Haim, 28, was gifted musician and heavy metal fan. He had played the drums for 20 years and was supposed to perform at a Metal Music Festival in Tel Aviv on October 7th with his band, Persephore. Yotam last spoke with his family that morning. He told them his house had burned down before losing contact with them at 10:44 a.m., soon after which he was kidnapped by Hamas, according to the family forum.

Less is known about Shimriz, but his family, like those of Talalka and Haim, had spoken publicly about their ordeal

Haim’s mother, Iris, had told Israel’s Channel 11 earlier this week that she had faith her son would return even without raising her voice at the government.

“Some people think that if they don’t shout, no one will bring their children back. I tell them: we can do it peacefully and through a respectful dialogue. The children will come back, I have no doubt,” she said.

What’s the reaction been?

Some of Prime Minister Benjamin Netanyahu’s critics see the killings as proof that the Israeli government is more concerned with eradicating Hamas than it is with freeing the remaining hostages held by the group – the two key goals of the military operation in Gaza.

Before news of three hostages’ deaths broke, 132 captives were believed to still in Gaza, of whom 112 were thought to still be alive, Israeli authorities said Friday.

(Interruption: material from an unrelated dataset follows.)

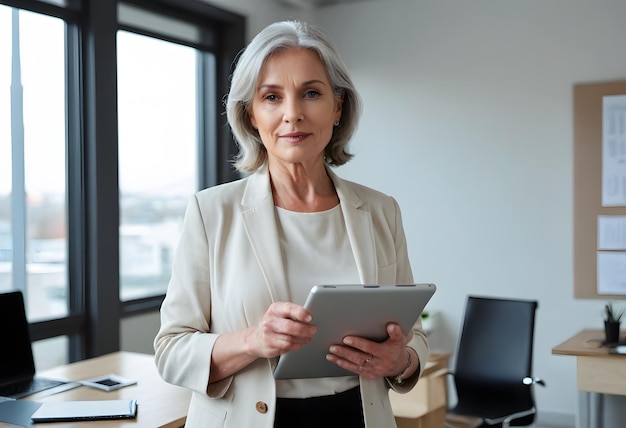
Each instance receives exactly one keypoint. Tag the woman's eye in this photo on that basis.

Rallies were held on Friday night in Tel Aviv to demand immediate action to bring back the rest of those being held in Gaza. Demonstrators chanted “everyone now” and temporarily blocked a main road that runs through the city, during the three-hour demonstration.

“We want to do everything can to bring back the hostages,” one said “We are asking our government our cabinet to do the best they can to find more solutions because our friends and our family now

Among the demonstrators was Noam Tibon, a retired IDF major general who made headlines for personally driving south on October 7 to rescue his family from Hamas militants.

“The clock is ticking, and it’s against the hostages,” he said.

How the government is responding

Netanyahu has been under pressure domestically, both over his failure to anticipate the attacks and to bring the hostages home, but so far there seems little appetite to remove him with the conflict ongoing.

While the killing of the three hostages has added urgency to the conversations, the source said, it’s unclear if it incident will cost the Netanyahu politically or lead to any major changes in either government or the military.

The longtime Israeli prime minister and other members country’s war cabinet reacted to the killings on social media, offering condolences and vowing to return the hostages home safely.

“This an unbearable tragedy. The whole state of Israel is grieving this evening. My heart goes out to the families aching during their time of immense grief,” the prime minister said. “Even on this difficult evening we shall dress our wounds, learn the lessons and continue carrying this supreme effort to return all our hostages home safely.”

Defense Minister Yoav Gallant called their deaths “a painful incident for every Israeli,” while lawmaker Benny Gantz, a former rival of Netanyahu’s and now part of a wartime coalition government, said his heart was “shattered after learning about this tragedy.”

Both leaders indicated that the war would continue. Gallant said Israel “must remain resilient and continue operating,” while Gantz said the country’s “responsibility is to win the war, and part of that victory would be to return the hostages home.”